Kasus terbaru adalah dugaan keterlibatan Kapolres Bima Kota AKBP Didik Putra Kuncoro dalam pusaran bisnis narkoba. Didik disebut-sebut terima Rp 1 miliar dari bandar narkoba. Dia telah dinonaktifkan dari jabatan.

"Kapolres (AKBP Didik) sudah dinonaktifkan," kata Kepala Bidang Humas Polda NTB, Kombes Pol. Mohammad Kholid melalui pesan tertulis aplikasi WhatsApp, Kamis (12/2/2026).

Dia hanya menegaskan bahwa Didik kini tengah menjalani pemeriksaan di Mabes Polri. “Sedang dilakukan pemeriksaan di Mabes,” ujarnya.

Didik diduga ikut terlibat dalam kasus narkoba, dengan menerima aliran uang senilai Rp 1 miliar dari bandar narkoba bernama Koko Erwin.

Dalam penyidikan Polda NTB, nama Koko Erwin disebut sebagai sumber Kasatnarkoba Polres Bima Kota AKP Malaungi menguasai sabu dengan berat 488 gram. Sabu tersebut ditemukan dari hasil penggeledahan rumah dinas AKP Malaungi di kompleks asrama Polres Bima Kota.

Kasatnarkoba Polres Bima Kota

Kasatnarkoba Polres Bima Kota, AKP Malaungi

Kasus yang menjerat Kasatnarkoba Polres Bima Kota, AKP Malaungi masih satu rangkaian dengan kasus Kapolres Bima Kota AKBP Didik.

Dalam perkara ini, Malaungi dijatuhkan sanksi pemberhentian tidak dengan hormat atau pemecatan.

Kholid menerangkan, sanksi itu berdasarkan atas putusan sidang Majelis Etik Polri yang berlangsung hari ini di Mapolda NTB.
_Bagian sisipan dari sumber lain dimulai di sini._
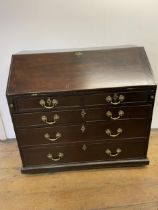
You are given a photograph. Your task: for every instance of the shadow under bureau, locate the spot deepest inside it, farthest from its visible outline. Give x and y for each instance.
(84, 109)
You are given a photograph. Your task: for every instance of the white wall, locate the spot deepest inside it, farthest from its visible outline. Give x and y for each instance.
(54, 24)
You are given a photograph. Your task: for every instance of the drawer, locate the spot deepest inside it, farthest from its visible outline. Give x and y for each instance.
(98, 151)
(84, 132)
(117, 113)
(81, 115)
(47, 118)
(117, 98)
(47, 103)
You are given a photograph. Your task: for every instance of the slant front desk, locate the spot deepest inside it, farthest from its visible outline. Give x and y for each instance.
(84, 109)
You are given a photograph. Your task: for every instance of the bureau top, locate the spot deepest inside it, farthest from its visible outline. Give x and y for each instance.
(81, 70)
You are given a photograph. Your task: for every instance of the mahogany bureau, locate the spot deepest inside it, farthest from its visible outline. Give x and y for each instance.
(84, 109)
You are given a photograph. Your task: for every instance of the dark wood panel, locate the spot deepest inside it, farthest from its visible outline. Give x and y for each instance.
(82, 115)
(83, 132)
(69, 71)
(117, 98)
(84, 152)
(47, 103)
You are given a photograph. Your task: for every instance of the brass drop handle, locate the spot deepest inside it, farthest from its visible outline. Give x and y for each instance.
(44, 119)
(60, 156)
(108, 132)
(118, 151)
(115, 99)
(120, 114)
(48, 104)
(47, 136)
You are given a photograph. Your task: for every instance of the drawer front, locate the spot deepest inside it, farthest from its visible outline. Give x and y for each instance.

"Yang bersangkutan (AKP Malaungi) sudah disidang kode etik dan di-PTDH," katanya. Dikutip dari Antara, Selasa (10/2/2026).

Sidang etik Polri tersebut digelar berdasarkan hasil penyidikan Direktorat Reserse Narkoba Polda NTB yang menetapkan AKP Malaungi sebagai tersangka kasus peredaran narkoba jenis sabu-sabu.

Penyidik pada Direktorat Reserse Narkoba Polda NTB menetapkan AKP Malaungi sebagai tersangka dengan menerapkan Pasal 114 ayat (2) juncto Pasal 132 ayat (1) Undang-Undang Nomor 35 Tahun 2009 tentang Narkotika jo. Undang-Undang Nomor 1 Tahun 2023 tentang KUHP jo. Undang-Undang Nomor 1 Tahun 2026 tentang Penyesuaian Pidana, atau Pasal 609 ayat (2) huruf a Undang-Undang Nomor 1 Tahun 2023 tentang KUHP jo Undang-Undang Nomor 1 Tahun 2026 tentang Penyesuaian Pidana.

Dari rangkaian penyidikan, AKP Malaungi menguasai sabu-sabu dengan berat bersih 488 gram. Barang bukti diamankan saat penggeledahan rumah dinas AKP Malaungi di kompleks asrama Polres Bima Kota.

Keberadaan barang bukti tersebut merupakan tindak lanjut dari pengakuan AKP Malaungi usai menjalani tes urine dengan hasil positif amphetamine, kandungan dari ekstasi maupun MDMA dan methamphetamine yang merupakan kandungan dari sabu-sabu.

Kholid menjelaskan peran AKP Malaungi. Pertama kali terungkap dari hasil pemeriksaan Bripka Karol yang tertangkap bersama istri dan dua rekannya dengan barang bukti puluhan gram sabu dan uang tunai puluhan juta diduga hasil transaksi.

Atas pemberian sanksi PTDH dalam status tersangka di kasus peredaran narkoba, Polda NTB melakukan penahanan terhadap AKP Malaungi di ruang penempatan khusus Bidang Propam Polda NTB.

"Yang bersangkutan sekarang sudah ditahan," ujarnya.